そして御使い、顔を見ることのできぬ方。私は貴方がおられるのかどうかを知りません。けれどももし、ここにおられ、今夜私たちと共に歩まれるのならば、お聞きください。
長く御徴を見ない間に、私どもは変わり、私どもの住む世界もまた変わりました。
貴方の力は強大であり、森の外から来る多くの敵や困難から私どもをお守りくださったと、私どもも記憶しております。

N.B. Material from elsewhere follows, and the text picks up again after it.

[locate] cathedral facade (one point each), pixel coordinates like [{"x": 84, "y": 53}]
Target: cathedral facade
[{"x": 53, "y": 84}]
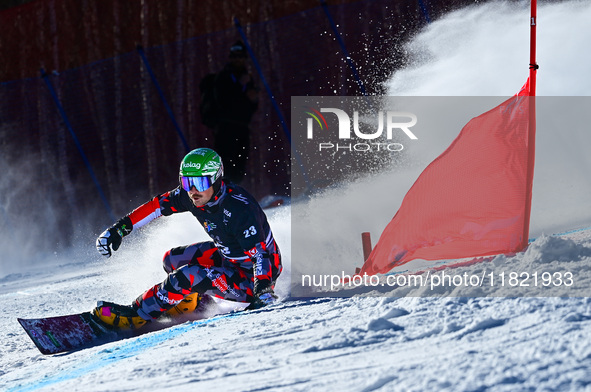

けれども、森の外、世界の残り全ては、今では古い時代と較べられないほど強力です。世界は私たちの行いを「契約の巡礼」ではなく「野蛮な狂信者の殺人」と呼ぶでしょう。森の外の世界が次にこの森に押し寄せるとき、それは機関銃と大砲、イペリット・ガスと戦車の形を取るかもしれません。貴方はそれに対抗し、森をこの森のまま守ることがおできになるでしょうか?
国境線の端から端までどんな森も一つの法と倫理の下に裁こうとする強大な国家から、若者を森から連れ去る都市の誘惑から、強制徴兵から、私たちを守ることがおできになるでしょうか?
私たちの契約は、貴方の不在の間に終わりました。
たとえそうでないように見えたとしても、かつてと同じように存続することが不可能なのです。